La identidad es múltiple, heterogénea, conflictiva y caótica. El nombre propio no hace más que fingir unidad en aquello que no puede tenerlo, flujo que escapa al anhelo de ser nombrado. Entonces, no hay que recordar que “somos uno”, sino reconocer que nunca lo fuimos. La matriz ya es una sociedad anónima, antes de administrarse la sustancia. De hecho, es el desdoblamiento el que crea retrospectivamente la ilusión de identidad, de presencia a sí, de unidad. La sustancia desustancializa, es decir, termina con el sueño del “yo”.
Por lo
tanto, ya hemos adquirido y hecho uso de la sustancia, incluso antes de saber
de su existencia. Porque esta comunidad polémica que nos constituye implica una
multiplicidad de rostros, de máscaras, de personas, que carecen de centro
aglutinante y rector. Al maquillarnos, al vestirnos, al asumir ciertos gestos,
determinados tonos de voz, cierto vocabulario, no hacemos más que desdoblarnos
en roles que no son propios, pero que no por eso nos resultan extranjeros. Papeles
que desempeñamos mientras estos se autonomizan y entran en un conflicto
irreductible entre sí, sometiéndose unos a otros, subyugándose, aniquilándose
entre sí.
¿Hay al
menos un mismo cuerpo? En su materialidad, nuestro cuerpo está sometido al paso
constante del tiempo, por lo que no puede nunca permanecer idéntico a sí mismo.
A su vez, el cuerpo no puede escindirse de la supuesta identidad, incluso de
aquella atribuible a cada uno de los roles que nos constituyen. Otro cuerpo es
otro, siempre, porque el cuerpo es la extensión del alma. En su devenir, el
cuerpo arrastra entonces al uno, fragmentándolo en piezas que no componen una
figura y que no cesan de multiplicarse. Pretender subyugarlo, gobernarlo,
hacerlo respetar un equilibro, una norma, un ritmo, no es más que un simulacro
que refleja el fracaso asegurado. ¿Quién decide?
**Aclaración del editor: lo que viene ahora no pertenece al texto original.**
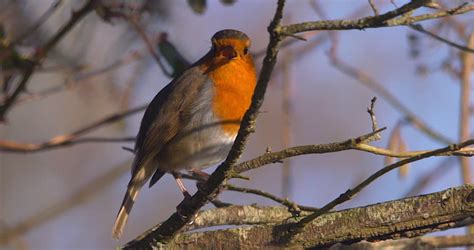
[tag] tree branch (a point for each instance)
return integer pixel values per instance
(73, 137)
(41, 54)
(385, 20)
(351, 192)
(408, 217)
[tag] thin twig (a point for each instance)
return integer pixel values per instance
(70, 82)
(41, 54)
(287, 111)
(73, 137)
(375, 86)
(42, 19)
(420, 29)
(384, 20)
(292, 207)
(273, 157)
(351, 192)
(148, 44)
(374, 8)
(464, 116)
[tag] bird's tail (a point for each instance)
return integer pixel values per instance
(127, 204)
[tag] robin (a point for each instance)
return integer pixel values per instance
(193, 121)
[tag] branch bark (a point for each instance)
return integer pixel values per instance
(409, 217)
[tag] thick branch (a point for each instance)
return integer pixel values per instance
(408, 217)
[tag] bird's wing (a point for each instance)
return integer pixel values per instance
(164, 116)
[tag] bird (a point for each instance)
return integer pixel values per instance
(193, 121)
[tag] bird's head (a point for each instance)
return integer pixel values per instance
(231, 44)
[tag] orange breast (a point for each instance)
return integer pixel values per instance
(234, 84)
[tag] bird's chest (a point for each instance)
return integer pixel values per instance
(203, 140)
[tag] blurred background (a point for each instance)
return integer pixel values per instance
(67, 197)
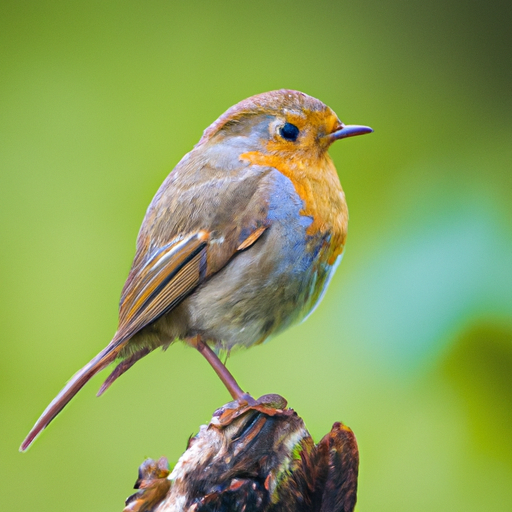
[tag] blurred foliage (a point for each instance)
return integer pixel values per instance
(412, 345)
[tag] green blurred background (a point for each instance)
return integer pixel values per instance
(412, 346)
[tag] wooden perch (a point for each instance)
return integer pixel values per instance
(254, 459)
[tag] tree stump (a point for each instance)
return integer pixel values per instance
(254, 459)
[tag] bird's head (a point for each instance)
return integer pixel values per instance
(283, 122)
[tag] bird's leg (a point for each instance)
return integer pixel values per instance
(225, 376)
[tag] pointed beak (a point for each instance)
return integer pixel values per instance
(351, 130)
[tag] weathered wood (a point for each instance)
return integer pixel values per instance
(254, 459)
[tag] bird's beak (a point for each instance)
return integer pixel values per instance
(343, 131)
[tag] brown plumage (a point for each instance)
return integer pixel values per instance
(239, 242)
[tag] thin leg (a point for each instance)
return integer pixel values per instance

El cuerpo soberano, siempre
múltiple, siempre plural, siempre contradictorio.
¿Quiénes
somos entonces? El monstruo Elisasue, desde siempre, que asume distintas
máscaras para estabilizarse momentáneamente en una persona. ¿Qué hacer con esta sociedad anónima que
somos? Reconocerla, explicitarla, sin pretender armonizarla ahogando el conflicto
constitutivo, sino trabajando por una convivencia polémica que resista a
cualquier tiranía, a cualquier imposición de uno de los personajes que nos
habitan, experimentando ese ser-con la alteridad que llamamos “yo”.
PD: Por
supuesto que la sustancia nos habla de la mujer, de lo femenino, de la
violencia estructural que rige nuestras sociedades patriarcales y radicaliza
esa fragmentación al volcarse sobre ciertos cuerpos. El odio vuelto sobre sí,
el desprecio del cuerpo, el deseo de extinguir a esa supuesta matriz que
envejece, el reconocimiento del otro que confirma el estereotipo y la cercanía
a este ideal (nunca alcanzado), la vergüenza constante ante el propio cuerpo,
la industria montada sobre esta exclusión, son algunas de las lecciones que
atraviesan el film. Pero aquí encontramos un problema, una duda, una cuestión.
Si son efectivamente lecciones, el recurso al efecto, a producir sorpresa,
espanto y horror en quienes se enfrentan a la película, no es más que un
mecanismo que pretende instruir al espectador adormecido, infantilizado,
embrutecido, sacudir su butaca o sillón para que acceda a la realidad que se le
oculta en su vida cotidiana. Por el contrario, si lo que se privilegia es un
género, el body horror, estas lecciones pierden su valor pedagógico y no
presuponen un abismo, una jerarquía, una frontera que separa a quienes estás de
un lado y del otro de la cámara. Entonces el problema de la mujer sometida a la
dominación masculina no es más, ni menos, que ese contexto cotidiano donde
transcurre una historia, la de Elisabeth Sparkle, la de Sue y la nuestra.